Even the educational setting reinforces unhealthy habits. Her school lunchroom serves sweetened fruit juice every Tuesday, which she looks forward to. She is given a small package of biscuits from a friend on the school bus and chocolates on birthdays, and faces a french fry stand right outside her school gate.

At times it feels like the complete dietary landscape is working against parents who are simply trying to raise healthy children.

As someone employed by the an organization fighting chronic illnesses and spearheading a project called Encouraging Nutritious Meals in Education, I grasp this issue deeply. Yet even with my expertise, keeping my eight-year-old daughter healthy is extremely challenging.

These repeated exposures at school, in transit and online make it next to unattainable for parents to restrict ultra-processed foods. It is not just about the selections of the young; it is about a nutritional framework that encourages and promotes unhealthy eating.

And the data mirrors precisely what families like mine are going through. A demographic health study found that over two-thirds of children between six and 23 months ate junk food, and a substantial portion were already drinking flavored liquids.

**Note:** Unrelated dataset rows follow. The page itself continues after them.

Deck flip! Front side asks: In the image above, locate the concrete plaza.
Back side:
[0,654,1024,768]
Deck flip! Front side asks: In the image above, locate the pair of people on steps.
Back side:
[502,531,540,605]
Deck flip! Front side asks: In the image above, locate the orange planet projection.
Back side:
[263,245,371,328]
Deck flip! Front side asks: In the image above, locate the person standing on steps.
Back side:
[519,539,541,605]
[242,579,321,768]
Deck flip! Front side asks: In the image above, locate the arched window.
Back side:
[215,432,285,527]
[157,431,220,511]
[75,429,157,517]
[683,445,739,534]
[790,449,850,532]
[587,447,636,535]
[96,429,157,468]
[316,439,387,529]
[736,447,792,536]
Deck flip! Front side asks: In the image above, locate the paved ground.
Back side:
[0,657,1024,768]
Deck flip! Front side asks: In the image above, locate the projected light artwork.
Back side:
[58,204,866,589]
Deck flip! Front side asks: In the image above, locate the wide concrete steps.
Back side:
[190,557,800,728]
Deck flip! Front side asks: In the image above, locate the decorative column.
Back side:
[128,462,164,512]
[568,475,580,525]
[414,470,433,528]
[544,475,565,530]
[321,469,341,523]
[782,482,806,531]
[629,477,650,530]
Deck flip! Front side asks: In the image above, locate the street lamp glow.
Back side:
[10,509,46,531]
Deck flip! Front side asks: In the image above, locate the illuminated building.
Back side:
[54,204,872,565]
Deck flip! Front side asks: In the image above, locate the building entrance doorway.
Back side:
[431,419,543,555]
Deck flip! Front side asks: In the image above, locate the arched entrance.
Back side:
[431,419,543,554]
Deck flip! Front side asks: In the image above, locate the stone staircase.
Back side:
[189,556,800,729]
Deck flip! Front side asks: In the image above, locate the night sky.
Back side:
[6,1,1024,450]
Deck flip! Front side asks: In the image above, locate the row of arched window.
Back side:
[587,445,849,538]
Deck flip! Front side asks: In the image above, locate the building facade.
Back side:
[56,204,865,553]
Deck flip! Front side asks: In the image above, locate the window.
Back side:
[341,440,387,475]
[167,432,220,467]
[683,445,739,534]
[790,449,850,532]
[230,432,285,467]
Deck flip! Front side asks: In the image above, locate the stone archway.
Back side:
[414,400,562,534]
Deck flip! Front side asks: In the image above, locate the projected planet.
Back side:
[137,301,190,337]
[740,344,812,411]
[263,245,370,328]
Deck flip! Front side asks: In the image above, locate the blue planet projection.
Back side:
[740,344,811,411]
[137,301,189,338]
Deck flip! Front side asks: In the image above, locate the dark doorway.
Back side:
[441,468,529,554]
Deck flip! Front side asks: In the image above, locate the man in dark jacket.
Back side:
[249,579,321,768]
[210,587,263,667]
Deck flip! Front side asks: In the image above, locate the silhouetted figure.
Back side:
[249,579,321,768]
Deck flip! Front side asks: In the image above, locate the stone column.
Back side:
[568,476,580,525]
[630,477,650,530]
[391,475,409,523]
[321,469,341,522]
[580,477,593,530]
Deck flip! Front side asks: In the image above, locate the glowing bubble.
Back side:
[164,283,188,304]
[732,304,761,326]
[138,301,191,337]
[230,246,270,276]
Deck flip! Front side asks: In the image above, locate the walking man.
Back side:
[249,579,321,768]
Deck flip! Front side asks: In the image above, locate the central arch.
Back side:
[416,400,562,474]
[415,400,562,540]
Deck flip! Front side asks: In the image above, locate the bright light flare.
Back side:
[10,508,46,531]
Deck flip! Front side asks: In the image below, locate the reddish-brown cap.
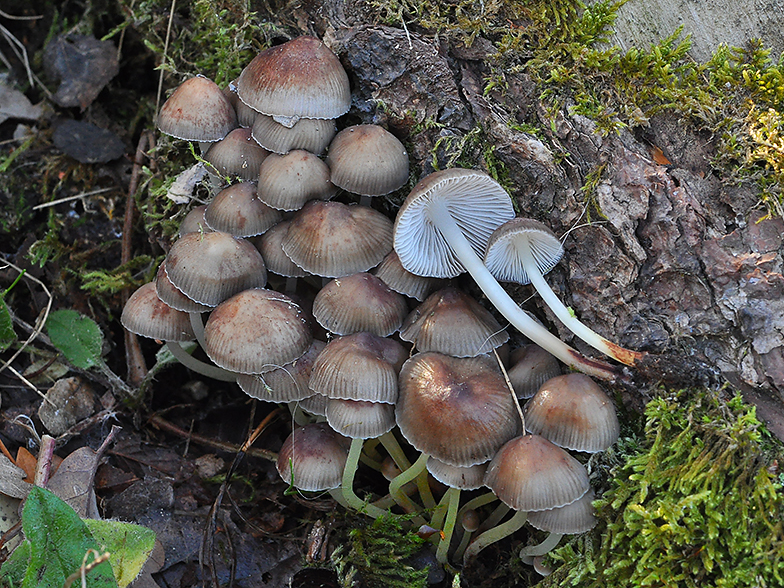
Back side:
[204,182,283,237]
[281,200,392,278]
[485,435,589,512]
[400,287,509,357]
[395,352,520,466]
[325,398,395,439]
[204,288,313,374]
[158,76,237,142]
[204,128,270,182]
[310,333,408,404]
[237,36,351,119]
[327,125,408,196]
[252,114,336,155]
[508,343,561,398]
[120,282,196,341]
[166,232,267,306]
[525,373,620,452]
[258,149,338,211]
[313,272,408,337]
[237,340,326,402]
[277,423,351,492]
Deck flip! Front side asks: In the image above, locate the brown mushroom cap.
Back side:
[427,455,487,490]
[251,114,336,155]
[157,76,237,142]
[204,128,270,182]
[204,182,283,237]
[237,36,351,119]
[400,288,509,357]
[395,352,520,466]
[373,249,442,302]
[310,333,408,404]
[155,259,213,312]
[237,339,326,402]
[281,200,392,278]
[204,288,313,374]
[528,490,596,535]
[525,373,620,452]
[166,232,267,306]
[327,125,408,196]
[313,272,408,337]
[485,435,589,512]
[251,220,308,278]
[120,282,196,341]
[277,423,351,492]
[258,149,338,211]
[325,398,395,439]
[508,343,561,398]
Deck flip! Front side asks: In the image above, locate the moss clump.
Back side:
[540,392,784,588]
[332,515,428,588]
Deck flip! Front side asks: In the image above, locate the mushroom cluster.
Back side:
[122,36,641,576]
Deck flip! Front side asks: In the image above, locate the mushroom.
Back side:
[485,217,645,366]
[394,169,620,380]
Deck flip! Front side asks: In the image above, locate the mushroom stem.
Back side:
[518,245,645,366]
[520,533,563,566]
[341,439,387,519]
[463,510,528,565]
[428,200,620,381]
[166,341,237,382]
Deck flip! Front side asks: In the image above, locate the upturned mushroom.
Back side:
[394,169,620,380]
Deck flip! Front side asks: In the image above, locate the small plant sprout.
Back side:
[394,169,619,380]
[485,217,645,366]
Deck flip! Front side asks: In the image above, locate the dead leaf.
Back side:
[44,35,120,110]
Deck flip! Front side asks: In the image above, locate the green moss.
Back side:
[332,516,428,588]
[540,391,784,588]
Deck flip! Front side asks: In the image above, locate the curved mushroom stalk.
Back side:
[394,169,620,381]
[484,218,645,366]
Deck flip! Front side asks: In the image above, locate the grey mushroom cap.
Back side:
[394,169,515,278]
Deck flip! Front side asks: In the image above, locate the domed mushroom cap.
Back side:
[313,272,408,337]
[485,435,589,512]
[204,288,313,374]
[525,373,620,452]
[400,288,509,357]
[251,220,308,278]
[373,249,441,302]
[179,204,212,237]
[166,232,267,306]
[427,455,487,490]
[395,352,520,466]
[507,343,561,398]
[485,217,564,284]
[394,169,515,278]
[277,423,351,492]
[325,398,395,439]
[281,200,392,278]
[157,76,237,142]
[204,128,270,182]
[528,490,596,535]
[310,333,408,404]
[251,113,336,155]
[258,149,338,211]
[327,125,408,196]
[237,36,351,119]
[204,182,283,237]
[237,340,326,402]
[155,259,213,312]
[120,282,196,341]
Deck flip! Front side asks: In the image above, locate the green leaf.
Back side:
[83,519,155,588]
[46,309,103,370]
[13,487,117,588]
[0,296,16,353]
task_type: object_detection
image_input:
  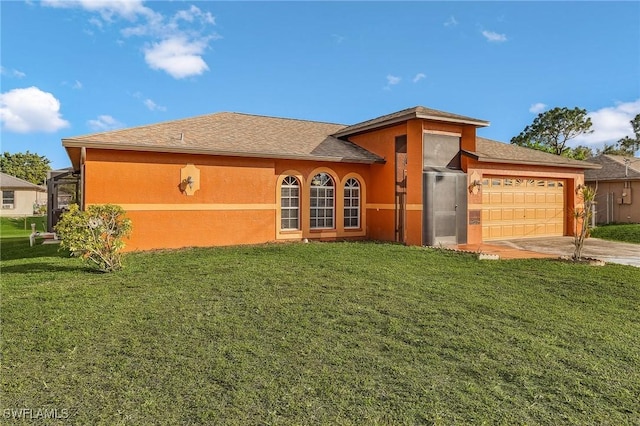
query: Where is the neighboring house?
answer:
[584,154,640,224]
[0,172,47,217]
[62,107,599,250]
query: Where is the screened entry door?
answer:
[433,175,458,245]
[422,172,467,246]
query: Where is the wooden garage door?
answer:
[481,176,566,241]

These figures resonate with what I see every day. Research conducted in the area where I live reported that a notable percentage of schoolchildren were overweight and a smaller yet concerning fraction were obese, figures directly linked with the rise in processed food intake and increasingly inactive lifestyles. Additional analysis showed that many Nepali children eat sugary treats or salty packaged items on a regular basis, and this regular consumption is tied to high levels of dental cavities.

This nation urgently needs stronger policies, better nutritional atmospheres in schools and more stringent promotion limits. Before that happens, families will continue fighting a daily battle against unhealthy snacks – a single cookie pack at a time.

In St. Vincent: The Shift from Local Produce to Processed Meals

My position is a bit particular as I was had to evacuate from an island in our chain of islands that was destroyed by a severe cyclone last year. But it is also part of the stark reality that is facing parents in a region that is experiencing the most severe impacts of climate change.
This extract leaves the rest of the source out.